Given a sequence of positive numbers $(x_n)$ with $\lim x_n=\alpha$ show that $$\lim\sqrt[n]{x_1x_2\dots x_n}=\alpha$$
I'm not sure about how to proof it, but if each $x_n\to\alpha$ then $x_1 x_2\dots x_n\to a^n$ so $$\lim\sqrt[n]{x_1 x_2\dots x_n}=\sqrt[n]{a^n}=a$$
How I can proof it?
Cesàro mean theorem gives that if $\{\alpha_n\}_{n\geq 1}$ is a real sequence converging to $A$ and for every $n\geq 1$ we have $\beta_n=\frac{\alpha_1+\ldots+\alpha_n}{n}$, then $\{\beta_n\}_{n\geq 1}$ is a real sequence converging to $A$, too.
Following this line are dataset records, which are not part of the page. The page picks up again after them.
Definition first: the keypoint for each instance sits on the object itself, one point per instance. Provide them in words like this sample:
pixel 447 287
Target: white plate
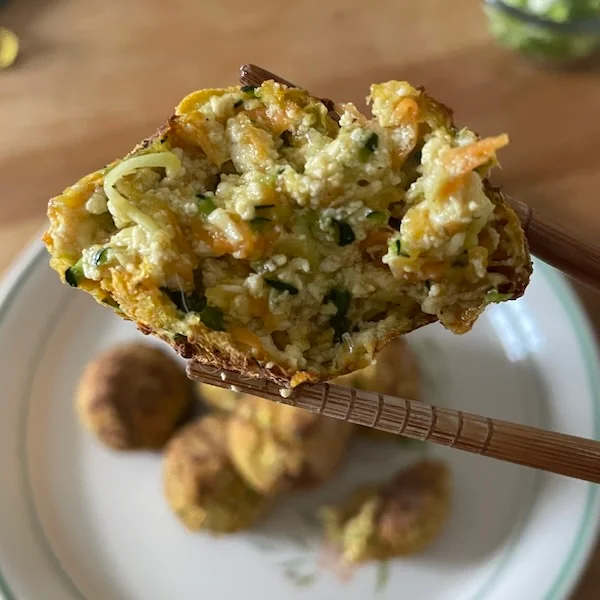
pixel 80 522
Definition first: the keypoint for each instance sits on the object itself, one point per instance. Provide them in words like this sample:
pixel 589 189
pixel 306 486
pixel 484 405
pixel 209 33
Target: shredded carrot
pixel 194 130
pixel 405 112
pixel 461 161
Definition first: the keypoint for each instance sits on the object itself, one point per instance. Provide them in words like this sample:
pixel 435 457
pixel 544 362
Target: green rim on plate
pixel 586 534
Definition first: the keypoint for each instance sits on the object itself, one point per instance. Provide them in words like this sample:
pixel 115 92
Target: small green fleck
pixel 287 138
pixel 339 322
pixel 282 286
pixel 371 144
pixel 344 233
pixel 100 257
pixel 110 301
pixel 213 318
pixel 205 204
pixel 74 274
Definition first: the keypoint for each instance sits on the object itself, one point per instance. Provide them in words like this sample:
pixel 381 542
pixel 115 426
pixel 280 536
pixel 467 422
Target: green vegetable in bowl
pixel 545 29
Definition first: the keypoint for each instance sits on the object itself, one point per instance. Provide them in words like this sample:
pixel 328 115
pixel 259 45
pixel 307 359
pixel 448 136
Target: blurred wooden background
pixel 94 77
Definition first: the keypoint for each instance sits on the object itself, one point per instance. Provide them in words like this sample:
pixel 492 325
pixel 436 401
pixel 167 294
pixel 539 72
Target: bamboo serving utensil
pixel 520 444
pixel 548 240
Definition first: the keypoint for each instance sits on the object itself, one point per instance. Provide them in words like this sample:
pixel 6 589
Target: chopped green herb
pixel 397 247
pixel 341 299
pixel 74 274
pixel 100 257
pixel 213 318
pixel 371 144
pixel 281 286
pixel 259 223
pixel 340 323
pixel 110 301
pixel 496 296
pixel 344 233
pixel 205 204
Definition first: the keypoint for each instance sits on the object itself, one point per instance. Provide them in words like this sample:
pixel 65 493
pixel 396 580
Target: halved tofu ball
pixel 277 447
pixel 201 485
pixel 398 518
pixel 257 233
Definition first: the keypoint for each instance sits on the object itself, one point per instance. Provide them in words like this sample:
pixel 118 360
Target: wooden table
pixel 94 77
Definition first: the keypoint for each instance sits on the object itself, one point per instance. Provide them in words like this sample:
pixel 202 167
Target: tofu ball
pixel 398 518
pixel 201 485
pixel 133 397
pixel 278 447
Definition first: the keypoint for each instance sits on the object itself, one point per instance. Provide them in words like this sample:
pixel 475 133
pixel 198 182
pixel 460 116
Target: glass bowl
pixel 555 31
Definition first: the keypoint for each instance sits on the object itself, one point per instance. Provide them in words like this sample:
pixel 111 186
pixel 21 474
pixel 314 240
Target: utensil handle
pixel 547 239
pixel 559 247
pixel 520 444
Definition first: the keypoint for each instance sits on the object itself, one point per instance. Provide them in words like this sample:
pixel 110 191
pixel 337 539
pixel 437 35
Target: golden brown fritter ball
pixel 277 447
pixel 395 372
pixel 201 485
pixel 398 518
pixel 133 397
pixel 219 398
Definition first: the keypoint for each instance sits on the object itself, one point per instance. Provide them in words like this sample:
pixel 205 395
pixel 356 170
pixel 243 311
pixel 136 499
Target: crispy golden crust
pixel 222 350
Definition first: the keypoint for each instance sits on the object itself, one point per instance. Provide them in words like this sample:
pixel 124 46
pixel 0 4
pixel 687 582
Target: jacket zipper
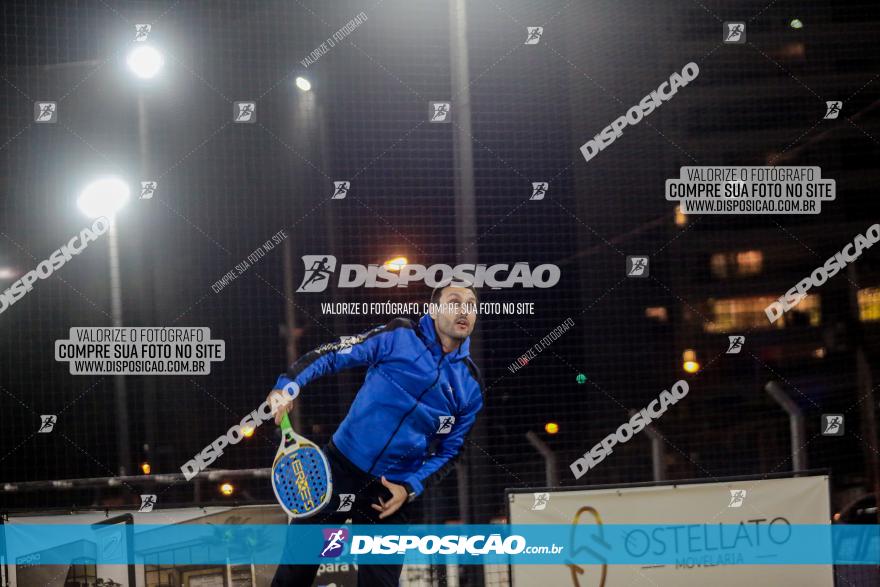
pixel 405 416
So you just have to consider $\alpha_n=\log x_n$ and derive from $\alpha_n\to \log\alpha$ that $$ \beta_n = \log\sqrt[n]{x_1\cdot x_2\cdots x_n} \to \log\alpha, $$ hence $\sqrt[n]{x_1\cdot x_2\cdots x_n}\to \alpha$ by exponentiating back.